Coca-Cola is bringing another of its juice brands to the bev-alc world. This time, it’s Minute Maid Spiked.
The Coca-Cola Company’s bev-alc subsidiary Red Tree Beverages is launching a line of multi-serve wine cocktails under the juice brand in spring 2024.
The launch adds to Coke’s “deliberate and disciplined experimentation in alcohol,” a company spokesperson said in a statement, and includes three flavors – Lime Margarita, Strawberry Daiquiri and Piña Colada – of ready-to-serve, wine-based cocktails with 13.9% ABV per 1.5-liter bottle.
The wine-based juice cocktails will be produced by LeVecke Corporation, a California-based wine and spirits copacker, and will be distributed by Republic National Distributing Company (RNDC), along with a network of other wine and spirits wholesalers.
Minute Maid Spiked marks the first time Red Tree is launching a hard product on its own, without collaborating with its other bev-alc partners Molson Coors (Topo Chico Hard Seltzer, Simply Spiked, Peace Hard Tea), Brown-Forman (Jack & Coke) and Constellation Brands (Fresca Mixed). The brand is also Red Tree’s first foray into using wine as an alcohol base.
Red Tree described the innovation as a “no-brainer” positioned toward a “large percentage of legal-drinking age consumers [who] are regularly mixing Minute Maid and other non-alcohol juices” with alcohol, a company spokesperson said. “Being wine based generally allows for broader channel availability at the retail level.”
Red Tree was established this summer as a “firewalled” subsidiary of Coke that would be the marketing arm and launching pad for the beverage giant’s bev-alc aspirations.
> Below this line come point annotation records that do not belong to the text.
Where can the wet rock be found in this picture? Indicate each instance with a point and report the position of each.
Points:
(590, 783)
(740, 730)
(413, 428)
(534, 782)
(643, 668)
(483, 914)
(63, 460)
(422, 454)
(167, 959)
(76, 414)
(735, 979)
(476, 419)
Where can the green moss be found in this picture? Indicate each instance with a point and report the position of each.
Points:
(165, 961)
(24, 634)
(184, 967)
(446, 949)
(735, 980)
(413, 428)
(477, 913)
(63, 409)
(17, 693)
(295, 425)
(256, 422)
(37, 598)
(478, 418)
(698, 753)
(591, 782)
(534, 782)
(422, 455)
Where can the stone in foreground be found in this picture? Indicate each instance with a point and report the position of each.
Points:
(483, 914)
Yet, Red Tree has laid out a different roadmap to distribution than its competitor PepsiCo has taken in establishing its own Blue Cloud Distributing.
In a discussion at Beer Marketer’s Insights fall seminar last month, Red Tree president Jenny Dowdy parroted previous comments by Coke’s North America chief of new revenue streams Dan White assuring distributors that neither Red Tree nor Coca-Cola is planning to move into self-distribution of beverage alcohol products, but is instead opting to work with wholesalers.
The bev-alc subsidiary “remains dedicated to the three-tier system and will utilize the best relationships, which include established distributors, to reach retailers,” the company said in a statement.
“We believe that established distributors are experts in their local markets and thus best situated to serve the communities in which they operate,” a company representative said.
Coke has increasingly gone further into alcohol using the expertise (and high-octane liquids) of bev-alc makers. Though slightly less ubiquitous as its recent partnership with Brown-Forman on the Jack & Coke RTD, Coke is using a similar playbook with Pernod-Ricard, licensing the spirits house’s Absolut Vodka brand to be paired with Sprite starting internationally (in this case select European countries as opposed to the Jack & Coke launch in Mexico last fall) and then bringing the canned cocktail stateside. Jack Daniels maker Brown-Forman recently reported that its Coke partnership is showing increased traction since it was launched in March.